Study questions some NSF risk factors

WASHINGTON, DC - A new report from the University of California, Los Angeles (UCLA), is calling into question recently proposed risk factors for developing nephrogenic systemic fibrosis (NSF).

NSF is a rare but debilitating disease that affects patients with renal impairment who have been exposed to gadolinium-based contrast agents. Patients at risk include those who have undergone organ transplantation, had recent vascular surgery or immunosuppression, or have abnormal serum electrolytes, including ionized calcium and phosphates.
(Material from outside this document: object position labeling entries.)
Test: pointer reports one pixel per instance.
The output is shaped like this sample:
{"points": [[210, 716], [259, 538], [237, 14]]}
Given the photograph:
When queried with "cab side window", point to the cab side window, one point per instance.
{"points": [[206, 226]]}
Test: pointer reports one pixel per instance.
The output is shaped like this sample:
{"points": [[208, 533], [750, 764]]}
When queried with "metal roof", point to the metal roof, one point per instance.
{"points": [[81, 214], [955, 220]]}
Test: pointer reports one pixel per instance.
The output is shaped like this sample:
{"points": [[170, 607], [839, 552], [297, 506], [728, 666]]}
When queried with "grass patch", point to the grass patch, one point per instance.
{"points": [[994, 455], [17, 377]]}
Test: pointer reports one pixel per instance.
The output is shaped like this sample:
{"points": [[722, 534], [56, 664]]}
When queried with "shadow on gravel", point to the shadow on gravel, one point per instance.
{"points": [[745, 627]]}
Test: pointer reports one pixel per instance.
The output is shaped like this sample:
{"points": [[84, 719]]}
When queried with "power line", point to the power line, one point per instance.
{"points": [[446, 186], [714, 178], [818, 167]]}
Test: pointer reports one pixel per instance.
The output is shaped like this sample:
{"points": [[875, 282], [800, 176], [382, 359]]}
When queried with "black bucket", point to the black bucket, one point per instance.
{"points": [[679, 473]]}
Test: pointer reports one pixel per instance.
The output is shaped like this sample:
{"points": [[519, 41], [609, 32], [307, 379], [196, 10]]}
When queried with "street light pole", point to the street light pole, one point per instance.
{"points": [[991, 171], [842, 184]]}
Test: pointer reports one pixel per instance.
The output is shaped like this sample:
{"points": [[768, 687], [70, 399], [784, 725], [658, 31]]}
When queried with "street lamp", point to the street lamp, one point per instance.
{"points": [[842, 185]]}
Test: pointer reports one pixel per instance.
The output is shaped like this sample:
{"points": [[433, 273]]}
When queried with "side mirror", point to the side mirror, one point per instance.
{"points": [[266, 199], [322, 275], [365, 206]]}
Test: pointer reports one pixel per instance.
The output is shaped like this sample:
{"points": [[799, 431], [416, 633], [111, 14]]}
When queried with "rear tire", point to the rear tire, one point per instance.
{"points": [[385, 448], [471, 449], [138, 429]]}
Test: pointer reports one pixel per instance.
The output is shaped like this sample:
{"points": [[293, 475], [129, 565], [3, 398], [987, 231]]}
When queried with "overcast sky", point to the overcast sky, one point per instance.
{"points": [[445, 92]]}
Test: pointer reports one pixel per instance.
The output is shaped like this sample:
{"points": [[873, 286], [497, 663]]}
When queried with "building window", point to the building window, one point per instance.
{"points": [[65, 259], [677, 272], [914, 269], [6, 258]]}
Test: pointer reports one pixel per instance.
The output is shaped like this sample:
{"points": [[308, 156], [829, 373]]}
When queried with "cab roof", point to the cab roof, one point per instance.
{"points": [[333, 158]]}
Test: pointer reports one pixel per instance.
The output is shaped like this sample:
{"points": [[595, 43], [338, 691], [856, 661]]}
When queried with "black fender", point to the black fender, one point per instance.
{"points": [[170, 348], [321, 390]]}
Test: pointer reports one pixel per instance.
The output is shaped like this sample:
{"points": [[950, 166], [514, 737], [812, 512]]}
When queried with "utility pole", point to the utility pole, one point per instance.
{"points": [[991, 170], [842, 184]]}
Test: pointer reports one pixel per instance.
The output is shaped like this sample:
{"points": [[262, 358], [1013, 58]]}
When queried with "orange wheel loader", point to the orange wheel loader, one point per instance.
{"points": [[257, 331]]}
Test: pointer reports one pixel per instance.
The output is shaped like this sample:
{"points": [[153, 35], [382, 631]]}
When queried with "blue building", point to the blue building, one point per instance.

The study, presented Monday at the annual meeting of the American Roentgen Ray Society (ARRS), sought to analyze and compare potential associations between various clinical and laboratory factors and NSF among a controlled case study of patients.

The researchers of the retrospective study found 13 patients diagnosed with NSF over a 10-year period. Two of the patients had no record of gadolinium exposure, while one patient who was exposed to gadolinium exposure did not have the contrast dose recorded. Those patients were excluded from the study.

The researchers analyzed the complete records for the 10 remaining patients for clinical variables, including gadolinium dose, serum electrolytes, and medication history. All patients were dialysis-dependent.

Control parameters

To create the control group, the researchers selected a 13-month period, which included 13,914 gadolinium studies performed on 1,731 patients. They reviewed the medical histories and matched patients for age and gender for the control group. The mean age at gadolinium exposure of the 10 NSF patients (seven women, three men) and 10 control patients was 39 years.

In reviewing the histories, the researchers considered variables such as patient age at gadolinium exposure; gadolinium dose; duration and type of dialysis; cause of renal failure; medical conditions, including thrombotic events and proinflammatory states; medications at the time of gadolinium exposure; and history of organ transplantation.

In comparing the two groups, the researchers found that the mean duration of dialysis before first gadolinium exposure was not statistically different, ranging from 1,600 days to 1,800 days. The type of dialysis and the cause of renal failure also were not significant between the patient samples.

As for gadolinium exposure, the team "found that the volume of gadolinium, a single dose of gadolinium, and the cumulative dose while dialysis-dependent for NSF cases and the controls were not statistically significantly," said Steven Sauk, a UCLA medical student who presented the study results. "At our institution at the time, all patients were given gadodiamide."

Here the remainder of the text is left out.